それに日々手入れを欠かさない滑らかな淡い金色の髪に透き通る白い肌、くりくりと大きな青色の瞳···
年頃だった15歳前後なんて掃いて捨てるほどの婚約申込みが来ていたくらいで、それは全てメリー自身が断った。
今は昔ほど処女性は重要視されておらず、推奨こそされてはいないものの別に禁止されていない。
王族とかなら話は別だが、伯爵家である私には関係なくて。
そっと胸元の服を引っ張り自身の胸を覗き込む。
「····やっぱり今日もへこんでるわ···」
ある意味立派な陥没乳首がそこにはあった。
自分の胸が他の人と違うと気付いたのは閨教育の本を初めて見た時だった。
絵で解説されていたその本の女性には全て、ぷっくりとした突起乳首が描かれていたのだ。
すぐに侍女にも聞いたら
「大人になったら出てきます」
と言われ続け、とうとう22歳。
大量に来ていた婚約の申込みも少しずつ減り、今ではとうとう来なくなってしまって。
「でも、結婚してから騙されたと言われても困るし、婚前交渉で笑い者にされて噂でも流されたらそれこそもう結婚なんて出来ないしー!!」
ベッドにダイブし足をバタバタさせつつギャーギャー騒いでいた時だった。
コンコンとノックの音が響く。
「どうぞ」
と声をかけると、入ってきたのは幼い頃から一緒に住んでいるトイだった。
「あら?トイ珍しいわね!」
トイは代々ランス家に仕えてくれている執事の一家で、私の2つ上。
年の近い私の遊び相手兼侍従だったが、丁度15歳くらいの頃に兄付きの侍従となり、今では探さないと会えなくなっていて。

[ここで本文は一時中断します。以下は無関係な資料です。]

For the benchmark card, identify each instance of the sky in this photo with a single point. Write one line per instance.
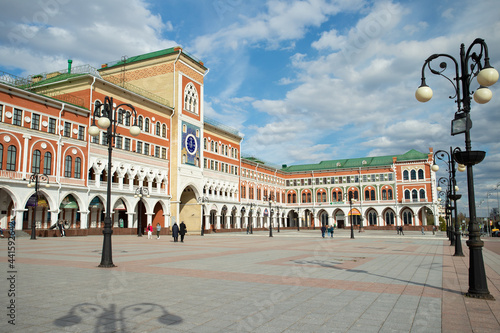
(302, 81)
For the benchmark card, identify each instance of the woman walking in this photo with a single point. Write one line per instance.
(182, 231)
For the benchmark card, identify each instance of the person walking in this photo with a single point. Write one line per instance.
(12, 227)
(182, 231)
(175, 232)
(150, 231)
(61, 228)
(158, 228)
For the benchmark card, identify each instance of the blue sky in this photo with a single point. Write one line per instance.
(303, 81)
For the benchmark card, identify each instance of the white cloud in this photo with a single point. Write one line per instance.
(41, 37)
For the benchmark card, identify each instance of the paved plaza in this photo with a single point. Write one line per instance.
(234, 282)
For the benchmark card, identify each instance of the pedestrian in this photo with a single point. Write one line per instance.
(12, 227)
(158, 228)
(182, 231)
(61, 228)
(149, 228)
(330, 231)
(175, 232)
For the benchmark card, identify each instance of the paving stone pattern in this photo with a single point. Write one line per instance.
(234, 282)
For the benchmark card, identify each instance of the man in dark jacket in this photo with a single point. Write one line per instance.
(182, 231)
(175, 232)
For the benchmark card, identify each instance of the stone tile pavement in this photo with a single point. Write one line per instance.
(234, 282)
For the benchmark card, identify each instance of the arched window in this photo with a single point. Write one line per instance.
(422, 194)
(128, 115)
(389, 218)
(353, 194)
(120, 116)
(140, 124)
(407, 195)
(47, 163)
(35, 161)
(67, 167)
(407, 217)
(372, 218)
(78, 167)
(11, 158)
(190, 98)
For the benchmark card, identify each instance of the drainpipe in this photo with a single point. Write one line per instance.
(58, 169)
(88, 150)
(170, 150)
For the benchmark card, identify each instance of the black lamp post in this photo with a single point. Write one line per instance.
(346, 195)
(140, 192)
(444, 195)
(270, 198)
(278, 217)
(486, 76)
(107, 113)
(252, 205)
(203, 200)
(298, 219)
(452, 194)
(241, 218)
(35, 180)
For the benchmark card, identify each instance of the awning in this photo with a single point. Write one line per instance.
(32, 202)
(354, 211)
(69, 203)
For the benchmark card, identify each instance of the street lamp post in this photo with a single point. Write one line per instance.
(252, 205)
(140, 192)
(35, 180)
(346, 195)
(486, 76)
(278, 217)
(270, 198)
(203, 200)
(107, 114)
(298, 219)
(452, 195)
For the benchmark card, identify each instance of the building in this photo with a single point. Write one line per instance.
(187, 167)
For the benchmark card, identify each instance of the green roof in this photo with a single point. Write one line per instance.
(357, 162)
(149, 56)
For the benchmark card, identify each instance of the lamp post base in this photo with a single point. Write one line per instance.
(106, 258)
(478, 286)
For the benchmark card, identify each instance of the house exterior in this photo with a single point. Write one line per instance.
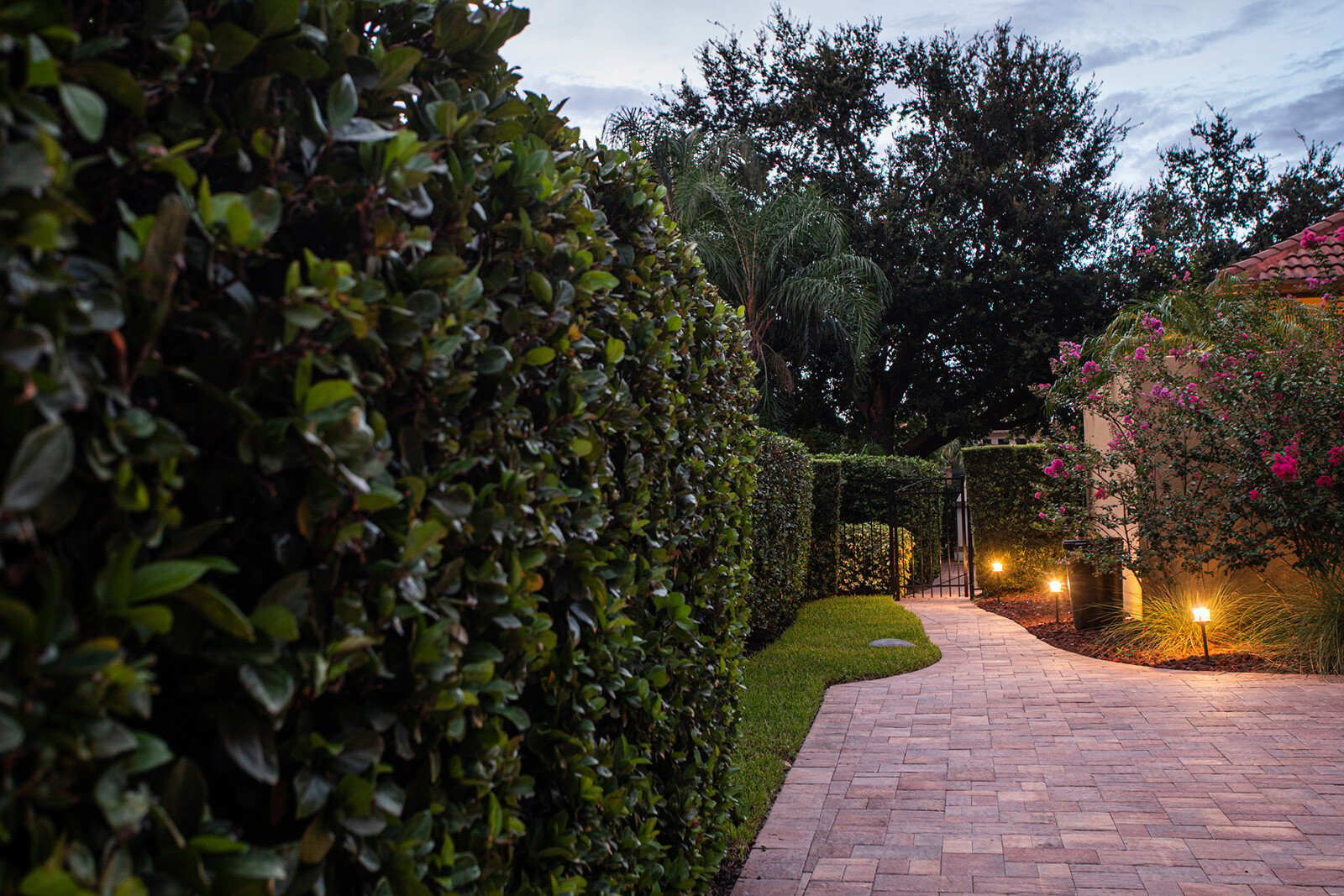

「本日はルーイ様が旦那様と視察に行かれましたので、少し手が空いていた私がお届けに参りました」
どことなく冷たいような言い方で渡されたのは一枚の招待状だった。
「これって···」
「3ヶ月後に開催される夜会の招待状でございます」
それは王家主催の大々的な夜会の招待状だった。
“これが最後のチャンスかもしれない···”
しかしその為にはこの乳首をなんとかしなくてはならない···!
「····そんなに真剣に眺めるもんか?」
さっきまでの冷たい敬語ではなく、少しぶっきらぼうだが心配そうにも見える表情でトイに話しかけられた。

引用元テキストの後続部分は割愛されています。